Nebo Gospel Chapel, where my dad’s funeral was held while I was packing up my trunk in Oldham. I like walking in, I like the moment when everyone standing in the foyer registers my high heels, the upsweep of my dark hair, my slim black skirt and the Haig tartan jacket Lois gave me because she didn’t like the way it hung on her. It’s red and yellow and it hangs just fine on me.
Mr. Dalrymple-the-church-planter is still there, tending his crop, although he seems to have lost his preoccupation with the Rapture. His belt’s risen three inches closer to his armpits and his scalp’s coming off in flakes like oatmeal. Other than that he hasn’t changed much, but now I’ve seen a shark in a Blackpool aquarium and I recognize the mouth with its collapsed lips and inward-leaning teeth.
On Sunday mornings everything sticks to you. It’s the effect of all that silence. Getting ready for church I saw my dad standing in the kitchen in his undershirt shaving, his braces hanging down over his Sunday trousers. That sharp moment is still there, and what I felt when I saw Mrs. Feazel in the entrance, saw how she’s shrinking and darkening with age, her eyes getting sweeter and darker, like raspberries you’re boiling down for jam. And what I heard in town yesterday, I’m raw from hearing that a ship full of children being evacuated from London was torpedoed crossing the Atlantic. It’s an excellent badgering religion Mr. Dalrymple preaches, excellent for the Thirties, but now I want to hear what it has to say about this. We stand (why do we stand?) and Mr. Dalrymple prays at
length that God will protect our boys and help them resist temptation and bear witness to the power of Christ for salvation wherever they go so far from home. That’s it then: this business with fighter planes and U-boats and tanks is just a metaphor for the real battle, the battle for souls being waged in dance halls and canteens all across the Empire.

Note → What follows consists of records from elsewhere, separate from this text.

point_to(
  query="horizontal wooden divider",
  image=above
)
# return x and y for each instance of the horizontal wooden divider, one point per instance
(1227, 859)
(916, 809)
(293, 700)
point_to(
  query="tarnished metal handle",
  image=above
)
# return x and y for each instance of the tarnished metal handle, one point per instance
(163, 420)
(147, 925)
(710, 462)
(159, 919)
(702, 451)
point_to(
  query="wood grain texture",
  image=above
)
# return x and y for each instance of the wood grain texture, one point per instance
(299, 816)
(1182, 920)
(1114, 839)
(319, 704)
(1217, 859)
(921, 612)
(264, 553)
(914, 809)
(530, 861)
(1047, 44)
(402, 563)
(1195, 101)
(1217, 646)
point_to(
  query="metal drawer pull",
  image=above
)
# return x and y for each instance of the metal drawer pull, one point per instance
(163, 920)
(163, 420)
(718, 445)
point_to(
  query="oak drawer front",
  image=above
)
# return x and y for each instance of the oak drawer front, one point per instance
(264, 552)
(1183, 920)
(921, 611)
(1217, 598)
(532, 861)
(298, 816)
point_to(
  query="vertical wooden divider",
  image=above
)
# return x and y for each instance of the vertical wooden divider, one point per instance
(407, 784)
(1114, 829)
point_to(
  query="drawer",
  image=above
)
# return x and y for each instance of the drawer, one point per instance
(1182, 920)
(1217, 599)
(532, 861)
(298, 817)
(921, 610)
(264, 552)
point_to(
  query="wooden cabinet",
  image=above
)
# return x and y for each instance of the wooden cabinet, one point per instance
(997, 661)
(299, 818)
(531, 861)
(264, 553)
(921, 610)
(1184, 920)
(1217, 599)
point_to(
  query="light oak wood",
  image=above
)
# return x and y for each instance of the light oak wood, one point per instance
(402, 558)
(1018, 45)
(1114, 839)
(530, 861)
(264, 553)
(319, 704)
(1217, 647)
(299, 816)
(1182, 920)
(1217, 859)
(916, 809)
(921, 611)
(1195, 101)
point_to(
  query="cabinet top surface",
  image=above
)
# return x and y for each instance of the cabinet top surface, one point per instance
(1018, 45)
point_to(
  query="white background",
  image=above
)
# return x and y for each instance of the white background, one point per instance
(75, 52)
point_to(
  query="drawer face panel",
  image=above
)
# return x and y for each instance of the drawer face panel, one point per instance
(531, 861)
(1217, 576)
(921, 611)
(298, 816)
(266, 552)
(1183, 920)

I open my eyes and look at the bent heads in front of me. None of us take it all in. We each have a little sliver of this war, our own little universe of suffering, but nobody has the whole thing. Except God, maybe. We sit then and I cross and recross my legs against the bubbly varnish of the pew, straightening the front pleat of my skirt. Maybe that’s what God is. God is a mind that can comprehend the whole thing, the sheep starving in Dannert wire on the Yorkshire moors, each separate child falling burning into the sea from the deck of the City of Benares, old men crying out from under rubble in London and Berlin, chimneys standing in rubble all across Europe and all the boys in khaki in Stuttgart and Oldham and Kiev with knowledge in their hearts. I turn my head, fix my eyes on the white cross-hatching of the window, on the pale green fields beyond. In the fraught days of my salvation, I never really put it to myself, what it would mean if God were true — a mind that could comprehend the whole world.
The next week I roll up to the church and hear the gravel crunch under the tires, and I say, I’m not coming in. Do you think you can manage the steps on your own, or do you want me to help you? My mother turns her white face to me and looks at me with loathing for the power I have over her and says, Take me home, then. While I negotiate the turn onto the Burnley road she clutches the edge of the seat and keeps looking straight ahead, terrified someone will see us. She’d rather miss church, rather have people believe she’s too ill, than appear in the doorway on her own and have to explain about me.